Tipptopp enthirnt enragiert sich die Medienöffentlichkeit. Selbstverständliche militärische Praxis wird als Medialmoralskandal inszeniert, als sei der Krieg im Irak der erste, der jemals stattfindet. Soldaten sind Andenkensammler, und sie sammeln, was sie bekommen können. Früher fotografierten sie sich konventionell, den Fuß auf Gefangene gestellt, heute, mit der digitalen Kamera, kommen die Bilder schneller zu Hause an. Das ist der einzige Unterschied.
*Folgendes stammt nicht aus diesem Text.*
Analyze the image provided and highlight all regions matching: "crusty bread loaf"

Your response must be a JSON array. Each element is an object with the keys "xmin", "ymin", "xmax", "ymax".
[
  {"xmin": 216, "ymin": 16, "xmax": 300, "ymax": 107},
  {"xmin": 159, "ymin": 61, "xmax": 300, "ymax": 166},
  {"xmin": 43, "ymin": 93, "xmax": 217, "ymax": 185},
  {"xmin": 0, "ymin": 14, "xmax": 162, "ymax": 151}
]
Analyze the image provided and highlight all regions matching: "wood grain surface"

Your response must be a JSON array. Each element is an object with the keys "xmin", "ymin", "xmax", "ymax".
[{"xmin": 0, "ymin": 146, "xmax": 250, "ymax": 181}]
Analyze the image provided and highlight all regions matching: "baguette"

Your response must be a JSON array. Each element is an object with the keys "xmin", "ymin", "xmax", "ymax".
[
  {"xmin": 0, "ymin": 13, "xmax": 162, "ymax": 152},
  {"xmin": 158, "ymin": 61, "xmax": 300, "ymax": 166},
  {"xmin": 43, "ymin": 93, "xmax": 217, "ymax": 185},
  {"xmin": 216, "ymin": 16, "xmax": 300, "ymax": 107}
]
Doch die guten Menschen zu Hause, in den jeweiligen Heimaten, wünschen sich einen sauberen Krieg. Den es nicht gibt, nie gab und nie geben wird, der aber doch so schön wäre: Man weiß, die Jungs (und mittlerweile auch Mädels, dafür hat Alice Schwarzer ein Leben lang gekämpft) sind unter Aufsicht, weg von der Straße und auch nicht arbeitslos, man kann ein bisschen Mitgefühl heucheln bei den Nachbarn und in die vielen Kameras, und man kann im Fernsehn mitverfolgen, wie es steht im Kampf der Unsrigen, der Guten gegen die da draußen, also die Schurken. Man hat dann beim Bäcker und im Fahrstuhl auch ein schönes Plauderthema, aufregend, emotional, fast so gut wie ein Schlager-Grandprix.

Nicht nur Politiker und ihre Journalisten, auch erstaunlich viele richtige Menschen haben gegen Krieg nichts einzuwenden – obwohl sie wissen, dass in jedem Krieg etwas anderes stattfindet als der „ehrliche Kampf Mann gegen Mann“, den es außerhalb von Propagandafilmen nicht gibt. Es ist ja richtig, sich über das Demütigen, Quälen, Foltern und Ermorden wehrloser Gefangener zu empören – wieso aber muss man es dazu erst geschehen lassen? Man weiß, was Soldaten tun, nicht nur im Krieg, auch schon in Zeiten so genannten Friedens. Im Krieg ist es allerdings viel einfacher, ein befriedigendes Soldatenleben zu führen, gegen das kaum jemand etwas hätte, wenn nur die Prahlsucht nicht wäre.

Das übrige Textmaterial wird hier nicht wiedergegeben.